How right I was on implementing checklists in a veterinary practice as described in my last post. The Boston Globe today (June 30, 2009) reported that the Rhode Island Hospital Association has had agreements from all 14 hospitals in the state that they will voluntarily comply with a new set of surgical standards and protocols. It seems that Miriam Hospital in Rhode Island reported a “near-miss” in it’s voluntary state reporting of medical errors when a surgeon almost operated on the wrong eye of a patient after anaesthetising it on June 11, 2009. YIPES!

The next to last near miss in Rhode Island was when another surgeon at Hasbro Children’s Hospital  on May 11, 2009 started to operate on the wrong side of a child’s mouth during a surgical procedure.

I hope that veterinary practice owners become aware, if they have not already done so, and implement not only standard surgical procedures, in checklist and not memory form, but other tools throughout their own hospitals, to ensure the safety of the pets entrusted to their care. It’s not just a practice owner’s duty, but if staff sees a need, then they should develop a checklist and ask questions later.

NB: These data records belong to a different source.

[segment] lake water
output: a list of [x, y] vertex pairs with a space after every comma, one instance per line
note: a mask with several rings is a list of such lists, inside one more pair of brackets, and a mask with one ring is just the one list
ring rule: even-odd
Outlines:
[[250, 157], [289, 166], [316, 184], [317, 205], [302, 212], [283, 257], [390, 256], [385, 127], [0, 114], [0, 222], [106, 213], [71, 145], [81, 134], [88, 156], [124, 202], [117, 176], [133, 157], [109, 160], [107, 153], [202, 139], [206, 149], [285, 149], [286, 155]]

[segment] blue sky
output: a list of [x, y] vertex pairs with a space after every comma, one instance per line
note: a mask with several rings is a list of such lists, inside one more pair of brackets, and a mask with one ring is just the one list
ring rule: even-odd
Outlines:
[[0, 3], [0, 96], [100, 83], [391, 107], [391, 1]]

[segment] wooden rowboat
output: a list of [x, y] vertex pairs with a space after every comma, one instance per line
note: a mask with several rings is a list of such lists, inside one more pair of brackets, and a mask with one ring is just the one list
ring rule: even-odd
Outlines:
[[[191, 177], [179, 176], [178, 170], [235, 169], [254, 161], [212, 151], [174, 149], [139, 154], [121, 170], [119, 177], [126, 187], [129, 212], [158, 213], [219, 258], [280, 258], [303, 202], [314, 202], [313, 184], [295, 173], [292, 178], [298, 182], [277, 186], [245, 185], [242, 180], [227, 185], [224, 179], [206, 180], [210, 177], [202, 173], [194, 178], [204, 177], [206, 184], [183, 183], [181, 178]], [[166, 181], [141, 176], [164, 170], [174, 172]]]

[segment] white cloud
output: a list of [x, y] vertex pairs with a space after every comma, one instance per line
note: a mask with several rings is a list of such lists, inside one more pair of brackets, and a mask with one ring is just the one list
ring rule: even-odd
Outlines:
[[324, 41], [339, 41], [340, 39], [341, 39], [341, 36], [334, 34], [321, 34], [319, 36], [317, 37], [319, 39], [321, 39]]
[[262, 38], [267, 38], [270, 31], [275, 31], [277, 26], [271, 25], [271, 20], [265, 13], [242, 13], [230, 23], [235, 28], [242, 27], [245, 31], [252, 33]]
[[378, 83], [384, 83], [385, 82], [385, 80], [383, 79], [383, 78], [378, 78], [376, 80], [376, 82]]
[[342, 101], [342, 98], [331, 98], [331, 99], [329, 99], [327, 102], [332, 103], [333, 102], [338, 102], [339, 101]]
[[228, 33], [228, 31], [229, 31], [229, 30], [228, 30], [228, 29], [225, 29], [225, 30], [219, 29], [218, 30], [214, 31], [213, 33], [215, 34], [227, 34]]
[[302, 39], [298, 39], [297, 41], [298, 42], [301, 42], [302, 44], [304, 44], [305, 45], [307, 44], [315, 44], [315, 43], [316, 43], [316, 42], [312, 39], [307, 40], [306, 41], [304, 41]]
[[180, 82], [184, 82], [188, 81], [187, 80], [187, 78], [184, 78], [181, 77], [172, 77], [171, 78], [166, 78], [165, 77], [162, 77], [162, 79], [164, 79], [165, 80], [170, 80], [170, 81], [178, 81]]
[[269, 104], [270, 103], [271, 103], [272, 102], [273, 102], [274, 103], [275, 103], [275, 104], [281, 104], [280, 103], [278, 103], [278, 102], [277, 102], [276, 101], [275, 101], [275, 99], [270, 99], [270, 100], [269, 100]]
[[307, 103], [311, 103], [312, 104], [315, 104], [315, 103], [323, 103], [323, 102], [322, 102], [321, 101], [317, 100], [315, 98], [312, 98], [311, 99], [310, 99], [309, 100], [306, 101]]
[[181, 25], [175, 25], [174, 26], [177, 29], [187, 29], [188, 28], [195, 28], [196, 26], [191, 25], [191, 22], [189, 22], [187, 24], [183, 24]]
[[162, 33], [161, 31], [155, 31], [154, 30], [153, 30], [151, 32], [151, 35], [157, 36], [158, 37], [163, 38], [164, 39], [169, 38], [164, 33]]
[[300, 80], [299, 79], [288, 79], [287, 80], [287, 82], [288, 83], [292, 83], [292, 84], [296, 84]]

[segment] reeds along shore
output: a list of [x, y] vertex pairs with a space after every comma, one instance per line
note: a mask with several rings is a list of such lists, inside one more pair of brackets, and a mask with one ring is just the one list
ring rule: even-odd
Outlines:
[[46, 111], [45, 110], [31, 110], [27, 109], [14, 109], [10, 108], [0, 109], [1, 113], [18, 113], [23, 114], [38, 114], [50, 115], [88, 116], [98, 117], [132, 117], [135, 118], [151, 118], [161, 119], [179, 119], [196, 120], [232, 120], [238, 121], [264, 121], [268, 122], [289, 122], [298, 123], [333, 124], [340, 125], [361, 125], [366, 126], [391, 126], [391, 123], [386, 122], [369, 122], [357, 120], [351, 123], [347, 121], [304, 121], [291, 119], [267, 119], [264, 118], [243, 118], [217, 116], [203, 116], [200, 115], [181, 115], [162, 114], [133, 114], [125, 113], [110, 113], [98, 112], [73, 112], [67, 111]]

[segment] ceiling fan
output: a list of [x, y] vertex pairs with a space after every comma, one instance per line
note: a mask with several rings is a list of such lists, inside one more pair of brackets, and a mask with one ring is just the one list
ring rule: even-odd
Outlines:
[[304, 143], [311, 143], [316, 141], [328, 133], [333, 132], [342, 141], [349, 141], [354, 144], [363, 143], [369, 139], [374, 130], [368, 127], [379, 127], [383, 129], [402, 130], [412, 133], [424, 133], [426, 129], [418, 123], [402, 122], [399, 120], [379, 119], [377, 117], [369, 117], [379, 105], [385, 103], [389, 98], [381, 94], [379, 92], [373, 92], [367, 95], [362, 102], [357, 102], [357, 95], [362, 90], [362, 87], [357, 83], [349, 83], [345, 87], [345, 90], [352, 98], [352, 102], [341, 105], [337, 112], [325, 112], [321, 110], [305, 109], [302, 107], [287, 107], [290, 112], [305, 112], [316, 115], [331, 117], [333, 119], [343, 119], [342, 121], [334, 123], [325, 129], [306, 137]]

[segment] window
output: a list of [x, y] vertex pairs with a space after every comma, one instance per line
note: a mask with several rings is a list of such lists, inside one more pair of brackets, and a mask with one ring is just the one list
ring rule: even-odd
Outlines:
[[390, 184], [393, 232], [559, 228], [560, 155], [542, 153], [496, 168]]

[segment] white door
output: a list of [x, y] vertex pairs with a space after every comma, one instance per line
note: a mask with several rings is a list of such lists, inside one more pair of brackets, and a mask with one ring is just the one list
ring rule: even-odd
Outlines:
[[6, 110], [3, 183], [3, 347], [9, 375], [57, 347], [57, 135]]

I just watched a show on television called “Whale Wars”, in which a group of committed, but slightly off-kilter, volunteers try to deter the Japanese whaling fleet from catching whales in Antarctica by either almost ramming their ship into the whaling ships, sending out Zodiak boats to harass the whalers, or throwing stink bombs onto the whaling ships. The Antarctic oceans are not a forgiving place, and if you have seen the “Deadliest Catch” on the Discovery Channel, you know that falling overboard in the Bering Sea is almost sure disaster.

In this episode, when the whalers were in sight, one of the Zodiak boats was unable to be launched because the on-board radar was inoperable.  The opportunity was lost because the willy-nilly method by which the volunteers operated precluded accountability and responsibility. One of the quartermasters on the boat seized the initiative and developed a step-by-step-checklist for launching a Zodiak boat. Simple but effective.

Except for the part that the first mate of the boat, Peter, had no use for checklists because he didn’t need them he said. Well, actually he did need them, because anybody who had a hard time telling starboard from port on a boat should take all the checklists they can get.

In this case, what would the checklist accomplish? The Zodiak wouldn’t run out of fuel 5 miles away from the ship surrounded by icebergs and fog, crew safety would be maintained, and they could find their way back to the boat.

What would be the benefits to your own veterinary practice?